Tan echoed the same sentiments explaining that ESG was no longer just a product of altruistic reasons. “ESG is very much investor led and the money is talking very loudly. We need to be the problem solvers for various issues that is causing a lot of risk.”
What is ESG
Environmental, Social and Governance (ESG) is underscored by the three Ps: Planet, People, and Processes. It also addresses how today’s investors and corporations are applying non-financial factors and social goals to identify risks and growth opportunities. ESG professionals currently saturate multiple environmental and social industries from carbon to energy efficiency to sustainable agriculture. Tan explained that it even extends across ESG finance reporting, governance, legal and compliance.
“Just relating that back to finance industry, in 2006 the Principles for Responsible Investment (PRI) were launched at the NYSE, which basically links doing good with financial performance.
“And now, so many studies show us impact investing gives us the same returns as non-impact investing. You’re not going to get lower returns because you’ve invested with a conscience.
“I think in the future we’ll see that if we do invest in the right things that make the world a better place, we should see higher returns because there’s so much risk with regards to making a negative impact on the environment and a negative impact on society.”
Why implement ESG
The world needs problem solvers and partnerships, which includes technology, according to Tan. With climate change risks, resource scarcity and social unrest all at our doorstep today, it’s imperative to look after society and its people. Failing to take the necessary steps will accelerate income inequality and crime in society, resulting in a lower quality of life for the whole population.
“A lot of our investors are saying ‘What can we do to show what we are doing at the asset level? And for our clients, we’re also hearing ‘What can I do to attract the larger pension funds because they are demanding better ESG performance.’
“There is so much climate risk. Floods and storms are increasing in frequency. In some areas, a one in 100-year storm is happening every five years,” says Tan.
“All real estate assets are vulnerable to climate risk, and this affects insurance premiums. Approximately one quarter of the Gold Coast is uninsurable because of flood risk. And it is these asset risks that brings about huge financial risks.”
In the commercial real estate space specifically, there is immense potential for implementing ESG practices. Times have moved on from green buildings and energy efficiency being the gold standard of corporate sustainability.
“These days we’re talking about embodied carbon, going net zero and treating people as valued assets - the ‘S’ in ESG,” says Tan.
“People matter now – employees, future employees, and the community at large. Retention is a huge issue although our clientele gains much commercial value from their physical assets, they are finding hard to find and retain good talent and make a true and lasting change in our community.”

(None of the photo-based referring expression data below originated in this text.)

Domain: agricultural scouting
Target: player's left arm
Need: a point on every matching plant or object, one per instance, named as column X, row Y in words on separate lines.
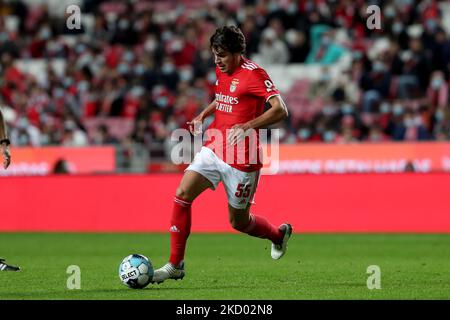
column 262, row 87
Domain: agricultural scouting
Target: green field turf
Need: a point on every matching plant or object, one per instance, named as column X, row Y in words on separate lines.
column 231, row 266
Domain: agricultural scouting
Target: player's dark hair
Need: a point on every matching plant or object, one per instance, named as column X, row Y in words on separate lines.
column 228, row 38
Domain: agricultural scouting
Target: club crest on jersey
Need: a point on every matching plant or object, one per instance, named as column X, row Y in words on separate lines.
column 233, row 85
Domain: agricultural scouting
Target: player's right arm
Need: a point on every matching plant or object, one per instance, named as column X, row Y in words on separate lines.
column 198, row 120
column 4, row 141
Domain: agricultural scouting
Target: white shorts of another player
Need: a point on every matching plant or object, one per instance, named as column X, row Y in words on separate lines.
column 240, row 186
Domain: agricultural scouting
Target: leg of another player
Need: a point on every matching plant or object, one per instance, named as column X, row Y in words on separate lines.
column 191, row 186
column 258, row 226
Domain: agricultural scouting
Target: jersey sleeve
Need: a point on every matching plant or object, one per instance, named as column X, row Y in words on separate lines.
column 261, row 85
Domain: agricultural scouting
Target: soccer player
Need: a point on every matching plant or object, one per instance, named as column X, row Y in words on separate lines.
column 4, row 145
column 241, row 90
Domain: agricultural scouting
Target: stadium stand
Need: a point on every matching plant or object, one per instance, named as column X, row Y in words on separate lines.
column 136, row 70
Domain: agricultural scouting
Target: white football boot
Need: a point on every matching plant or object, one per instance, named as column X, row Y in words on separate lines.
column 278, row 250
column 168, row 271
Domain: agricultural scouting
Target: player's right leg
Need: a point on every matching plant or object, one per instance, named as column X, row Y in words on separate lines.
column 191, row 186
column 7, row 267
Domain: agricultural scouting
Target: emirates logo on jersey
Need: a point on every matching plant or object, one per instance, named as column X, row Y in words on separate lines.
column 234, row 84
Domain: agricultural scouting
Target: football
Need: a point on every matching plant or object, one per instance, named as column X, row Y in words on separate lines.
column 136, row 271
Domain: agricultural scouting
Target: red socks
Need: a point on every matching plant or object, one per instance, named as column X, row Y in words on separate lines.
column 261, row 228
column 180, row 229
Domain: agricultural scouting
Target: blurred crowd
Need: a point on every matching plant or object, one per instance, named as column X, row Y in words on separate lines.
column 149, row 62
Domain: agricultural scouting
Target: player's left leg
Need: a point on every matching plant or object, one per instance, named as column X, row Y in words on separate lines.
column 258, row 226
column 6, row 267
column 240, row 188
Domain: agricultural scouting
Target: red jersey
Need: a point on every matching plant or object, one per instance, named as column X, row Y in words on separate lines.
column 240, row 97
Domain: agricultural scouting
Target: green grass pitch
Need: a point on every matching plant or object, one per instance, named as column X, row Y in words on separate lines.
column 231, row 266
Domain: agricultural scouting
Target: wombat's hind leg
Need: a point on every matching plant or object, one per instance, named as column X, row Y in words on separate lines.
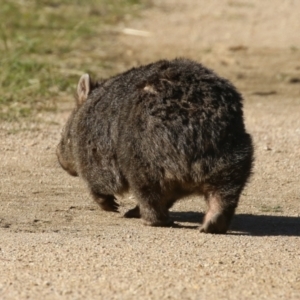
column 219, row 214
column 133, row 213
column 152, row 208
column 106, row 202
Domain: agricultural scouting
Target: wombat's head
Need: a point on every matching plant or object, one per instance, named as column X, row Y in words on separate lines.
column 65, row 151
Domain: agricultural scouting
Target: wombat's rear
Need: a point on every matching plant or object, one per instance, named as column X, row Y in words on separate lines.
column 162, row 131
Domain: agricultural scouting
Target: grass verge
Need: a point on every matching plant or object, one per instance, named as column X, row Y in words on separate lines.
column 45, row 45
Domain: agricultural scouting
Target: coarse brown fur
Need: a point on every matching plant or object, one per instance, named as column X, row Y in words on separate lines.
column 161, row 131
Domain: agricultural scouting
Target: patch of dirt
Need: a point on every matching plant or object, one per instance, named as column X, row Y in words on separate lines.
column 57, row 244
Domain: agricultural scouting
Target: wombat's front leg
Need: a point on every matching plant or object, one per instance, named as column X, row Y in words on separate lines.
column 106, row 202
column 219, row 214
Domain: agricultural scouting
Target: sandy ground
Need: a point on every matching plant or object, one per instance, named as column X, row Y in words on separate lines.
column 55, row 243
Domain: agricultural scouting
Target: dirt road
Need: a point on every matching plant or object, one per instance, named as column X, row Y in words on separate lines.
column 55, row 243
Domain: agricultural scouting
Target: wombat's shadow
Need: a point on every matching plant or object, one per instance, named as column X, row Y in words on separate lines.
column 257, row 225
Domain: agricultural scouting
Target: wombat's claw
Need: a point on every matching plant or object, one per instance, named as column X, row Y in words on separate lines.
column 217, row 224
column 111, row 205
column 133, row 213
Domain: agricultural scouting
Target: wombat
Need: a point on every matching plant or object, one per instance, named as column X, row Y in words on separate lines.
column 161, row 131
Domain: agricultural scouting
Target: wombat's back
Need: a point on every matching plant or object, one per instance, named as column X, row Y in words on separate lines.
column 163, row 131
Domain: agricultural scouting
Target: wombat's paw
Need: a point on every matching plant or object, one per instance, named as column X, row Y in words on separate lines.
column 167, row 223
column 218, row 223
column 133, row 213
column 110, row 205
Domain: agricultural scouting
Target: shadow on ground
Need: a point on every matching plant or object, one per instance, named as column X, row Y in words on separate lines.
column 258, row 225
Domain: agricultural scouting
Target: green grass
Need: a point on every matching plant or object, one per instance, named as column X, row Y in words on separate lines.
column 46, row 44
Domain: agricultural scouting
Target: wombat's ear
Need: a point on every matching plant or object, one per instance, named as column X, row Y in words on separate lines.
column 83, row 89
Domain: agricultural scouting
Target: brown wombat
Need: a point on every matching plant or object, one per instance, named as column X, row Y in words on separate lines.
column 161, row 131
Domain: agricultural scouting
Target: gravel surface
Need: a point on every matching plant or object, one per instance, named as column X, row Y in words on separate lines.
column 55, row 243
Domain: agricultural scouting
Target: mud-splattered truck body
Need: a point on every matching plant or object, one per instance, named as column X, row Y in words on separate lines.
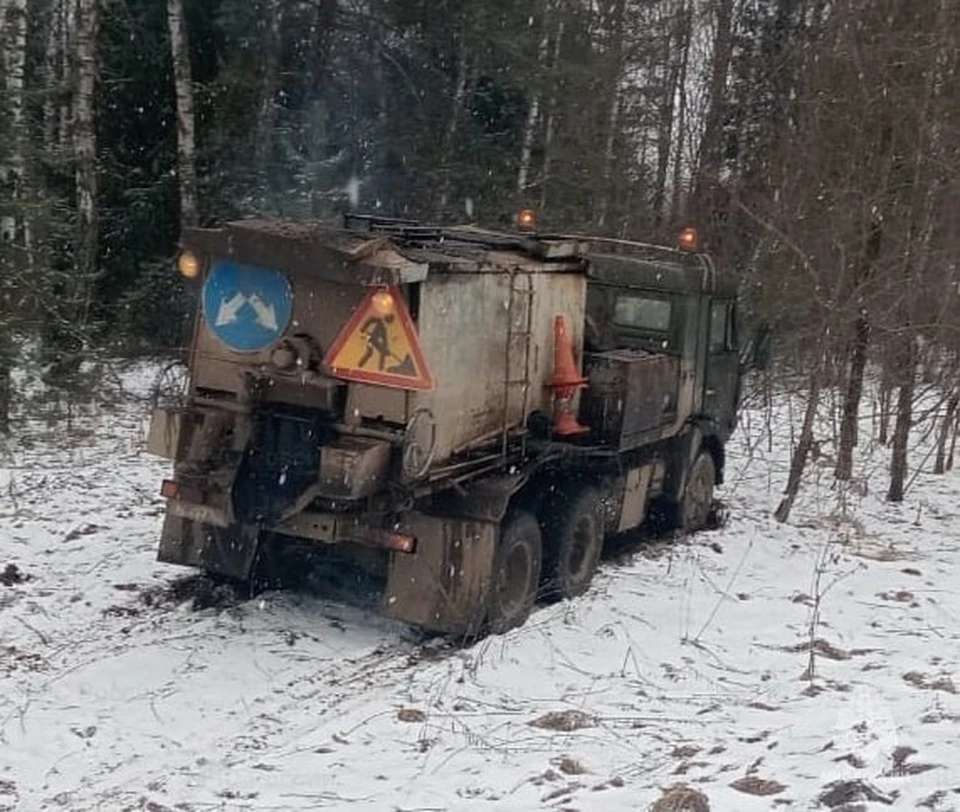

It is for this reason that she believes firms need to be positively contributing to society and therefore offering a workplace that people want to work for to make an impact.
“Corporations now earn a lot of money and have a lot of power. With that power comes great responsibility and there are some companies taking their corporate responsibility seriously and trying to be better corporate citizens. This does also bring you more tenants, consumers and talent.”
How to implement ESG
CBRE has established its own initiative to achieve net zero carbon emissions by 2040. This commitment encompasses carbon emissions from CBRE’s own operations and the properties it manages for investors and occupiers, as well as indirect supply chain emissions.